A good, i.e. effective, Project Manager is a person who most essentially has a well-balanced set of specific hard and soft skills. These are essential to achieve professional goals and find satisfaction in one's work. But let's start from the beginning...
Choice of the method of managing a project is related to the type and scope of its implementation as well as the team's characteristics. Each method serves the purpose of achieving different goals in different ways. Currently, two main approaches to project management are used. These are the traditional approach (the sequential Waterfall model) and the agile approach.
Waterfall Methodology - consists of executing primary activities as separate project stages, organised in a steady linear manner. Each activity constitutes a subsequent step. In other words, we move sequentially from one separate stage to another. If the results of a certain stage are unsatisfactory, cascade iteration are organised which aim at developing the desired results. Traditional methodologies include, for example, PRINCE2 method.
Agile approach - views project as a collection of small tasks where the order of execution (sometimes also the scope) is subject to change (preferably, it corresponds to the client's needs). Agile includes numerous flexible ways of managing work which require strong cooperation with the client. Using this approach guarantees completion of the project within the pre-established budget and delivery of the products of desired quality which meet the needs of both the enterprise and the users. Agile methodology includes, for example, Extreme Programming, Lean, and Scrum methods.
When you decide on one of the methods, make sure to use software and tools which aid your team in an effective execution of their tasks, and enable you to oversee and coordinate the course of the project's realisation in accordance with the set goals.
Tool and platforms
The market is abundant in programs and applications well-suited to managing projects. Choosing one depends mostly on the individual preferences of the Project Manager.
InVision – a platform used for communication with client during the graphic design stage. Enables project presentation where client can use pins to comment on specific elements. Switching from e-mail to InVision allows for maintaining order and clarity in communication and receiving constructive feedback.
Slack – instant messenger which facilitates easier communication with individual people, group conversation and transfer of file. Each project can have its own channel. This allows for all the conversations related to the project to be in one place where they can be accessed by everyone involved.

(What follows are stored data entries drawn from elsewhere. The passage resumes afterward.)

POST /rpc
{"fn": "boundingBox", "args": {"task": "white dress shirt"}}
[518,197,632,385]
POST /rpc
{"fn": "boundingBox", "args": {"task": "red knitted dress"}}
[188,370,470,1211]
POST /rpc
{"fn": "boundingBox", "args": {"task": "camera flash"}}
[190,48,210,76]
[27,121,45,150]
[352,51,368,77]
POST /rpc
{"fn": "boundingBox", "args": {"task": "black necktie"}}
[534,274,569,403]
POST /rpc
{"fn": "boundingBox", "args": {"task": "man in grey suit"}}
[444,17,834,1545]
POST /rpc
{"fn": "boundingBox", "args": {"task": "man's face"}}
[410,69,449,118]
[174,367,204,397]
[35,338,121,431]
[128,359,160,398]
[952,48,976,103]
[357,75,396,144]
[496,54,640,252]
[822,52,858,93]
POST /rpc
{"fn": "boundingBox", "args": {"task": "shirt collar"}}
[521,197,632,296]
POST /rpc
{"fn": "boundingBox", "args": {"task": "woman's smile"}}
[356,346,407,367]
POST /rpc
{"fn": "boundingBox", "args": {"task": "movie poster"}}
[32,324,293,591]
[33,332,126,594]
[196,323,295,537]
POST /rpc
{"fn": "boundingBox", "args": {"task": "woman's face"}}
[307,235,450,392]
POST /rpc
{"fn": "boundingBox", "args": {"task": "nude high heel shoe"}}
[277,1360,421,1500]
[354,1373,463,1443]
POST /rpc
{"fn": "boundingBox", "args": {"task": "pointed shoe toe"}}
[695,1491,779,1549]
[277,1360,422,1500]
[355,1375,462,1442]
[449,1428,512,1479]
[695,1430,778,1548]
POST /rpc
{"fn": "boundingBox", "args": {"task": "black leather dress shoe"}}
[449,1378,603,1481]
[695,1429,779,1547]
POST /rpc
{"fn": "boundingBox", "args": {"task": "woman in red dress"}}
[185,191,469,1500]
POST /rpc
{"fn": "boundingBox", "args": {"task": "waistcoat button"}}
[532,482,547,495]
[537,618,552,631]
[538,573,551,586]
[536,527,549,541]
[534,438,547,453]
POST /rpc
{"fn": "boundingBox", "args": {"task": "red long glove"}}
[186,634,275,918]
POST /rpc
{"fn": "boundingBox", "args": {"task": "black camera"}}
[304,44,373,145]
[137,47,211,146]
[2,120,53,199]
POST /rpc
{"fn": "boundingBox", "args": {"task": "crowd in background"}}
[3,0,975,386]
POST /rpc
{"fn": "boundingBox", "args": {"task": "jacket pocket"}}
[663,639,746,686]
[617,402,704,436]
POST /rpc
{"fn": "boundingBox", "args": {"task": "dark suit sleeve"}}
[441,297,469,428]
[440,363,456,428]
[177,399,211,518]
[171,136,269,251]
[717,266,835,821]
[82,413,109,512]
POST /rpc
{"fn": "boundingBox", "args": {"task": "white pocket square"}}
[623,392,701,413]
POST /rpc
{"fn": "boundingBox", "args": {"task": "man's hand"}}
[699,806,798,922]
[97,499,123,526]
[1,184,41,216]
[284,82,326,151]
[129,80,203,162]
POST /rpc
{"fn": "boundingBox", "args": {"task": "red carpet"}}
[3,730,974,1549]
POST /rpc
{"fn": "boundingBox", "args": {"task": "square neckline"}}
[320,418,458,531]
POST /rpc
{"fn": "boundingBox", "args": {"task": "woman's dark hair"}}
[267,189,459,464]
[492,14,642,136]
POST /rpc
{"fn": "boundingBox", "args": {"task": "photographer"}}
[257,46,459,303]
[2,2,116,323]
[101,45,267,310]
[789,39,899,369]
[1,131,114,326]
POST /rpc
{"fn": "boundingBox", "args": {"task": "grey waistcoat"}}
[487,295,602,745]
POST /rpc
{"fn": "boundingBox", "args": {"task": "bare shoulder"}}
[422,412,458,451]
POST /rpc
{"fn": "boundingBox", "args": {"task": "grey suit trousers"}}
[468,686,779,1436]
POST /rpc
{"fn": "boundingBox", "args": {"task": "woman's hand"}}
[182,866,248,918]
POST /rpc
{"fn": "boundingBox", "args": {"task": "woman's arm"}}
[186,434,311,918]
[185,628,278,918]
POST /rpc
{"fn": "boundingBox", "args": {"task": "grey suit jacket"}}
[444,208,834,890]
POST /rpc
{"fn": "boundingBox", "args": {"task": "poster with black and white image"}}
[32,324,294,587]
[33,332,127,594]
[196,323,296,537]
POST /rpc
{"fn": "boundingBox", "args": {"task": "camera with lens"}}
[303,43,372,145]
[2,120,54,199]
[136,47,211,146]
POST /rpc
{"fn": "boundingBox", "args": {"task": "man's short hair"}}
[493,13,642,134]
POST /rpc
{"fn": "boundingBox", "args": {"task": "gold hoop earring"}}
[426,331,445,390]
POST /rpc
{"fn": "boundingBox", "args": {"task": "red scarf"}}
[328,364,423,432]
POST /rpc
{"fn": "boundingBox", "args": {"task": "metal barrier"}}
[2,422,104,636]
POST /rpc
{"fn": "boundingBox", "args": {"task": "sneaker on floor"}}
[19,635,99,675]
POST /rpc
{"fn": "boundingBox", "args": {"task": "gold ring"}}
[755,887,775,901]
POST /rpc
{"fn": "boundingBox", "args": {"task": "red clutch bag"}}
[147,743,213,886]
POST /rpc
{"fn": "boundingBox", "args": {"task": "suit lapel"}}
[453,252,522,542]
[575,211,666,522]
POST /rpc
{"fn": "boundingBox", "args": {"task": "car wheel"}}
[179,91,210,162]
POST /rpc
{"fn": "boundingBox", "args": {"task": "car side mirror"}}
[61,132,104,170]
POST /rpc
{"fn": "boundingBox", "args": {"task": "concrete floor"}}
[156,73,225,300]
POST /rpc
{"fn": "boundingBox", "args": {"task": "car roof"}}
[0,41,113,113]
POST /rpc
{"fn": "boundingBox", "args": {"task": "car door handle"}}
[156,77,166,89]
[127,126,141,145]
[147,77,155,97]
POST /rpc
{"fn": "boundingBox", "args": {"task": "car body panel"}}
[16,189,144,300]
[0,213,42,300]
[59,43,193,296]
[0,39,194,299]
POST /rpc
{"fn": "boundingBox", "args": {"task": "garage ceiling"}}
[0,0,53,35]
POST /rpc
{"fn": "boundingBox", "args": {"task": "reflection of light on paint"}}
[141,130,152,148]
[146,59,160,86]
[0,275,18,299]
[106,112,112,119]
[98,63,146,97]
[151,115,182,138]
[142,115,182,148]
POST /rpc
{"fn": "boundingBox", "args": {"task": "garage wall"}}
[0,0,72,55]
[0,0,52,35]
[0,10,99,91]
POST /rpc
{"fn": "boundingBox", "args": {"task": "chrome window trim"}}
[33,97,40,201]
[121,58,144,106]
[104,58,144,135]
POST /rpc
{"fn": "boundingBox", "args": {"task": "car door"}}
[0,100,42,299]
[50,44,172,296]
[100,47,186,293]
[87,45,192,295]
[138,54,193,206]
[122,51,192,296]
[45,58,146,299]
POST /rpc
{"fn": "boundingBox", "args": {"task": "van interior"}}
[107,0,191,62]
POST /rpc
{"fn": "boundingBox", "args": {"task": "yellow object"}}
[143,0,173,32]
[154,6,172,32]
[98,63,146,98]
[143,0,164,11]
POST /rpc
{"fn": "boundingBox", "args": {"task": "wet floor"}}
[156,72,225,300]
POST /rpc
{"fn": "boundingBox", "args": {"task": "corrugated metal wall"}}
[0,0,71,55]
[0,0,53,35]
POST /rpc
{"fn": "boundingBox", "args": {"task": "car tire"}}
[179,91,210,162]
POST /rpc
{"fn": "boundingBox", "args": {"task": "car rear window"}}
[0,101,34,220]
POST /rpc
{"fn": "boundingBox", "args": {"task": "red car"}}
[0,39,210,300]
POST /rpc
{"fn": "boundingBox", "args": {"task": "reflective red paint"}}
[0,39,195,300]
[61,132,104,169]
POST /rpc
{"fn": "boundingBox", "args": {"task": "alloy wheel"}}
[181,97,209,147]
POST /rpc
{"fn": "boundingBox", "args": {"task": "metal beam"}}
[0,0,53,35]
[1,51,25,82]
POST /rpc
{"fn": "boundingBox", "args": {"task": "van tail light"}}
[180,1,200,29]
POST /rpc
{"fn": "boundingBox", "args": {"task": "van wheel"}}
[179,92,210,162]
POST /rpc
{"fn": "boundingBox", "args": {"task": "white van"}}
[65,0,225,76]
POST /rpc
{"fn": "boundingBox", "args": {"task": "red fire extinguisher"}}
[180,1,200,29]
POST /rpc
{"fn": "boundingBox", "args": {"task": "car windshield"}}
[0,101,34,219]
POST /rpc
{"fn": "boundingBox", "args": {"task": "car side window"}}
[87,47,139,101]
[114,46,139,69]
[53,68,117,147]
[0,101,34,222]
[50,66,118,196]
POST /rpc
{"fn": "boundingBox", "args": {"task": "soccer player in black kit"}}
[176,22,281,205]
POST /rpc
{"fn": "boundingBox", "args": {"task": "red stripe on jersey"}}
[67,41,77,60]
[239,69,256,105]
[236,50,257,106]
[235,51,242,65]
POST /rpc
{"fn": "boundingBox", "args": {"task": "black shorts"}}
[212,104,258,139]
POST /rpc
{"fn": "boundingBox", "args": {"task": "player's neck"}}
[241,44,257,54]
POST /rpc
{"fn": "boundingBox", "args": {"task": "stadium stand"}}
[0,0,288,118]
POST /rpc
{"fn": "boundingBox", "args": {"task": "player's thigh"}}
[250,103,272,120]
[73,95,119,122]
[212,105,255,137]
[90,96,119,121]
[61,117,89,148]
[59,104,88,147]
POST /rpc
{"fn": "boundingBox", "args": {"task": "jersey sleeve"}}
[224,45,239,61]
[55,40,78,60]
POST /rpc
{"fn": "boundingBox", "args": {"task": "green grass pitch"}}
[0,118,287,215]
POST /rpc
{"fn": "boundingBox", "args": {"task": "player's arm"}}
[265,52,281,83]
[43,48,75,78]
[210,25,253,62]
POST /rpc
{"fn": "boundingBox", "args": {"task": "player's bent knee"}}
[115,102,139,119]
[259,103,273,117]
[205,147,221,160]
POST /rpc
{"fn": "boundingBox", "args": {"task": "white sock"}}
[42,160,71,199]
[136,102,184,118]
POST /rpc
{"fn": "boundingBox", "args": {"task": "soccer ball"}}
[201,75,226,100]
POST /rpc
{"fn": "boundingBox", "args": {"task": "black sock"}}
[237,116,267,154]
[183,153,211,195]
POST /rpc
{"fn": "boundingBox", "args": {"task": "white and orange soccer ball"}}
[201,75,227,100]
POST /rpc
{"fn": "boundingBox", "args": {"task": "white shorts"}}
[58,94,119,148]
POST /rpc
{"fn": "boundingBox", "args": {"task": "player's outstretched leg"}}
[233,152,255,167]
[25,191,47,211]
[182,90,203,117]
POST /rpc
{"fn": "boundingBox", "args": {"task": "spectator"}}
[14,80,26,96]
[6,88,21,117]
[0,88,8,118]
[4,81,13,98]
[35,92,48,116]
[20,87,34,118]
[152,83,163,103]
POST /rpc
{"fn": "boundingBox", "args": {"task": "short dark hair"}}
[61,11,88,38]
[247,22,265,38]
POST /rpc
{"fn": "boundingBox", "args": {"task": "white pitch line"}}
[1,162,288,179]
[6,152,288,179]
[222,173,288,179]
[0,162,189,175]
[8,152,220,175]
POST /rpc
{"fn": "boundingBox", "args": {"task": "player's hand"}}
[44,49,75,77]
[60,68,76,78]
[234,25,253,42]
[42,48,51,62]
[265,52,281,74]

Asana – a platform used for project management which includes the planning stage (establishing project stages, tasks, priorities, team members), coordination of work (insight into project progress and current activity of each team member), and finalisation of the project (verification of appropriate execution of tasks). Asana enables client's involvement in the project's realisation process and assignment of tasks which determine deadlines (e.g. sending information necessary for further work).
The software mentioned above constitutes only several basic tools. There are numerous alternative options on the market. It is best to test some of them and choose individually what we like most.
As I mentioned before, no one issues certificates of patience or effective listening. We can try to develop through time planning courses, creativity trainings, or discover new ways of managing stress, but whether it works or not is another story. Fortunately, soft skills is not everything. There is a set of hard skills which are possible, and rather necessary to acquire.
Soft skills are our innate character traits.
Hard skills we can constantly improve and develop our workshop
Wat’s in the head of a Project Manager?
Primarily, goal-orientation, the need for self-realisation and personal development. When working with a team, one must remember that humans are emotional creatures. This often makes team management a complicated endeavour. Project Manager has to be flexible. Empathy and the will to understand team's needs while ensuring excellent communication with the client and project coordination in accordance with set goals constitute the key to success. A project manager who has the inherent ability to adjust to their environment will achieve a greater success in terms of team relations, which will then translate into successful fulfilment of the project goals and client's satisfaction.